Laura Arru è ricercatrice in Fisiologia Vegetale presso il Dipartimento di Scienze della Vita di Unimore. Ha una laurea in Scienze Biologiche (Univ. di Parma), ed un Diploma cum laude di Specializzazione in Genetica Applicata (Univ. di Milano). Nel percorso accademico ha approfondito diverse discipline dall’antropologia, alla biologia molecolare, alla fisiologia vegetale, maturando una visione della vita e delle relazioni meno antropocentrica. Attualmente si interessa della r isposta delle piante allo stress, della loro comunicazione, di tecniche di coltivazione che ne influenzino le proprietà medicinali e terapeutiche, e di DNA antico (aDNA). È membro del Collegio Docenti della Scuola di Dottorato STEBAA, e del Comitato Scientifico del Centro Interdipartimentale Biogest-Siteia (che appartiene alla Rete Alta Tecnologia della Regione Emilia-Romagna). Quale unico Fisiologo Vegetale nell’Ateneo, ha tenuto numerosi Corsi correlati alla Fisiologia Vegetale; inoltre ha partecipato a commissioni di Laurea e Dottorato nazionali ed internazionali. Nel 2010 ha organizzato il pr imo Convegno Internazionale in Communication and Neural Processing (www.unimore.geco.it); è autrice di pubblicazioni a carattere scientifico nazionali ed internazionali e di capitoli di libro; titolare di due brevetti; referee e membro dell’editor ial board di riviste internazionali; ha sostenuto diversi interventi come autore/relatore in trasmissioni televisive e seminari scientifici e divulgativi.

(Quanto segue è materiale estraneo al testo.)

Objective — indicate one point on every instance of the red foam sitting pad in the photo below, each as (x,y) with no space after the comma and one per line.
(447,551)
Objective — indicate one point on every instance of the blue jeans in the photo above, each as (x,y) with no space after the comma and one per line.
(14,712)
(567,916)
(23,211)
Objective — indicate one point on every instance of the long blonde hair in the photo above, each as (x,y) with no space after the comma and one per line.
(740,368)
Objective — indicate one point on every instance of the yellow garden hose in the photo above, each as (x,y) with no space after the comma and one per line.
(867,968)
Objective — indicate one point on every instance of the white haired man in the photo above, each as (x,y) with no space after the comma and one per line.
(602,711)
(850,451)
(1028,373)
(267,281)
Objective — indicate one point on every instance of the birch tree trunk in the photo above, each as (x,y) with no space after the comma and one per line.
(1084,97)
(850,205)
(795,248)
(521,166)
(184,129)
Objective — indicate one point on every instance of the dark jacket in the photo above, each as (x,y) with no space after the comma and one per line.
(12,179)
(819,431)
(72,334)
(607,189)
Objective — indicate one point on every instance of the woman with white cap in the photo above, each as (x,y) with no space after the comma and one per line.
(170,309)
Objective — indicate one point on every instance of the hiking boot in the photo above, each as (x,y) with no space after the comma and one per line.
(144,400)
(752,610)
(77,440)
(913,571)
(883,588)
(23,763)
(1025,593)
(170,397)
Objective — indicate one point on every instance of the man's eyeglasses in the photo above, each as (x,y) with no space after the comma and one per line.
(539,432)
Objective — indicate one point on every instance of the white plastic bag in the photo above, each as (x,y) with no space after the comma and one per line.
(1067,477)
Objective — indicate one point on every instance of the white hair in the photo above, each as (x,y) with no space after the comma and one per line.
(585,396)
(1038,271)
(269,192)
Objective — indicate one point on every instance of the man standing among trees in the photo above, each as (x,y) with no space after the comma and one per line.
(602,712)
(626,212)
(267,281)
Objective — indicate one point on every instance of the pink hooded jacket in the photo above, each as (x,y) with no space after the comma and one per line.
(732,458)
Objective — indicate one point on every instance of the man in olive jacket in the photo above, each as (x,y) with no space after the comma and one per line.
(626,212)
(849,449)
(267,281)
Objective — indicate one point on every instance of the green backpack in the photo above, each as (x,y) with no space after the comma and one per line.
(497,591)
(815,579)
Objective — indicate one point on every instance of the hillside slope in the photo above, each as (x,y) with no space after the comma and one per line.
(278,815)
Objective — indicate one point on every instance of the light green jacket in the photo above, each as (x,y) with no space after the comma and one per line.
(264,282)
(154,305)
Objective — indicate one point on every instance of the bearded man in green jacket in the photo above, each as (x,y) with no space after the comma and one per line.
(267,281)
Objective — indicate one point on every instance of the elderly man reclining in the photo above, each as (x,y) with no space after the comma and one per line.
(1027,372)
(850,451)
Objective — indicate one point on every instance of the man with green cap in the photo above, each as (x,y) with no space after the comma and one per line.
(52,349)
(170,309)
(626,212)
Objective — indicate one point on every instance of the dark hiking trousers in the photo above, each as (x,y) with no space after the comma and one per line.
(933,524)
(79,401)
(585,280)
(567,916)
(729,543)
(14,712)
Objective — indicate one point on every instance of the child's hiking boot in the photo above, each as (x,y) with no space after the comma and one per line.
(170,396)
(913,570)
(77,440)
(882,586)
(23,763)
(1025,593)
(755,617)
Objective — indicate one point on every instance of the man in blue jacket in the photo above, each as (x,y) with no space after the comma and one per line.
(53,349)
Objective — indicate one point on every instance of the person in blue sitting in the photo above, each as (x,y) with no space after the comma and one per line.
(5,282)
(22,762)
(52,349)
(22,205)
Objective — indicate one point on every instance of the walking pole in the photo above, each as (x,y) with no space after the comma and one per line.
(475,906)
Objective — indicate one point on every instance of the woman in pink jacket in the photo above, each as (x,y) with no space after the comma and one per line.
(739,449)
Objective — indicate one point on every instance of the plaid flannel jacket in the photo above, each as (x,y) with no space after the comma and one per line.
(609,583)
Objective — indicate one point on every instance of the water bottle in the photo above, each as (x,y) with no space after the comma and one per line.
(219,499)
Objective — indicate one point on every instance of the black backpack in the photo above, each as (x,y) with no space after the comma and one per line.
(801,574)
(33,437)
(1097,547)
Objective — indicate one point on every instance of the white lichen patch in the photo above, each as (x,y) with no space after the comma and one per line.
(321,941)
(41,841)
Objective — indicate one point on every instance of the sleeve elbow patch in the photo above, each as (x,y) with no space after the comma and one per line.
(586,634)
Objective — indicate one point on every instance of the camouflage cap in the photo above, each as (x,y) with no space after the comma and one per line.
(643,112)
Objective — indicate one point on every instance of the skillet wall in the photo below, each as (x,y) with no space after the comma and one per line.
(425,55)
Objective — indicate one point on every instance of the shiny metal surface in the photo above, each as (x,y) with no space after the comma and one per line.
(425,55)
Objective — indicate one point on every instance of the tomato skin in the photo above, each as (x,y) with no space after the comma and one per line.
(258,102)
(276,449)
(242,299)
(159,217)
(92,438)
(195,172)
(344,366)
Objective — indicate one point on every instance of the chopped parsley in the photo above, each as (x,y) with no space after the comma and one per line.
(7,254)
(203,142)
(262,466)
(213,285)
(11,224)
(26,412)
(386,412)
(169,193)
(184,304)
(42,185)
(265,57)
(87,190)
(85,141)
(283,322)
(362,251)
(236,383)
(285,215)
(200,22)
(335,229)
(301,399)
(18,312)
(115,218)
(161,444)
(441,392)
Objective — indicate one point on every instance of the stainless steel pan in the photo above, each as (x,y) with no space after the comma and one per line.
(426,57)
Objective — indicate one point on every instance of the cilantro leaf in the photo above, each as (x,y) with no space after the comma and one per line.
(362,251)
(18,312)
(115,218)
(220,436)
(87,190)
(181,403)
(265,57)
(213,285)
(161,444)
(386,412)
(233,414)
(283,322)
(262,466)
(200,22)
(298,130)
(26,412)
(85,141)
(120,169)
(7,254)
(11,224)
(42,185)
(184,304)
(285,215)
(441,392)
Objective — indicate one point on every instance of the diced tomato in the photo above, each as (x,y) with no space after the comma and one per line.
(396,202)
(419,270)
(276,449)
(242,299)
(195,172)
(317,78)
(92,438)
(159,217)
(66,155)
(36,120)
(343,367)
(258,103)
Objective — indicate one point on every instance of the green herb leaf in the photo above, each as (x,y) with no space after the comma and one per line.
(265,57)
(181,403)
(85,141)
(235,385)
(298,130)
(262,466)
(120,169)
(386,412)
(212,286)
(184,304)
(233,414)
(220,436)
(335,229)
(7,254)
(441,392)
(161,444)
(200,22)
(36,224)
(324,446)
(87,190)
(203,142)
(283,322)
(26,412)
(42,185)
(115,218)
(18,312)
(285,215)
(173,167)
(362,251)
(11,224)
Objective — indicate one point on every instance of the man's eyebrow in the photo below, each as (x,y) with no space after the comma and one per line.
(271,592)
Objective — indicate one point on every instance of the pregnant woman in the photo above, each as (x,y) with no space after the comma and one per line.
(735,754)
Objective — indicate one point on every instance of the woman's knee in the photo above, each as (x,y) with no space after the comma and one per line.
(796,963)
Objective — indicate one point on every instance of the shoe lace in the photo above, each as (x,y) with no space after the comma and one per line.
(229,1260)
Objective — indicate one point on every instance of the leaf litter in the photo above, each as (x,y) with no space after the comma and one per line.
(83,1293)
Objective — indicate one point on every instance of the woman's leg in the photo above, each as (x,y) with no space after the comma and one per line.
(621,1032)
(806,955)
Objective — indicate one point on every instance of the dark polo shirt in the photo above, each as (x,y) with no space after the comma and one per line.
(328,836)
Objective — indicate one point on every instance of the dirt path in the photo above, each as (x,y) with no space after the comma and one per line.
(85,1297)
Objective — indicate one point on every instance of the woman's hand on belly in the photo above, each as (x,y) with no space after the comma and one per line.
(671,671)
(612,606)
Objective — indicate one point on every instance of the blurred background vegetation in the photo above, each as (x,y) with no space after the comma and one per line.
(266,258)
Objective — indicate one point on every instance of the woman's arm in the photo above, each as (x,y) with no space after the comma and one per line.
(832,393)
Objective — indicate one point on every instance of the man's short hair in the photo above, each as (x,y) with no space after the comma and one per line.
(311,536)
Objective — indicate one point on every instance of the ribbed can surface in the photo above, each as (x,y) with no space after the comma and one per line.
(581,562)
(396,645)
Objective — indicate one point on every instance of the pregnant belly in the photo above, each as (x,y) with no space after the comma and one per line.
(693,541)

Gruppo botanico amici del verde

Il Gruppo Botanico Amici del Verde è stato costituito a Monza nell’anno 2000, con il fine di promuovere l’amore per la natura in senso lato e per la botanica in particolare. Si prefigge di raggiungere lo scopo sociale per mezzo dell’organizzazione di conferenze, incontri didattici ed escursioni. Offre sia agli studiosi che ai semplici appassionati la possibilità di aggregazione, ma anche la condivisione della comune passione. In collaborazione con l’Associazione Italiana della Rosa e con l’Assessorato alla Cultura del Comune di Monza realizza le visite guidate gratuite al Roseto della Villa Reale di Monza e stampa regolarmente il Notiziario Verde a beneficio dei Soci e Simpatizzanti.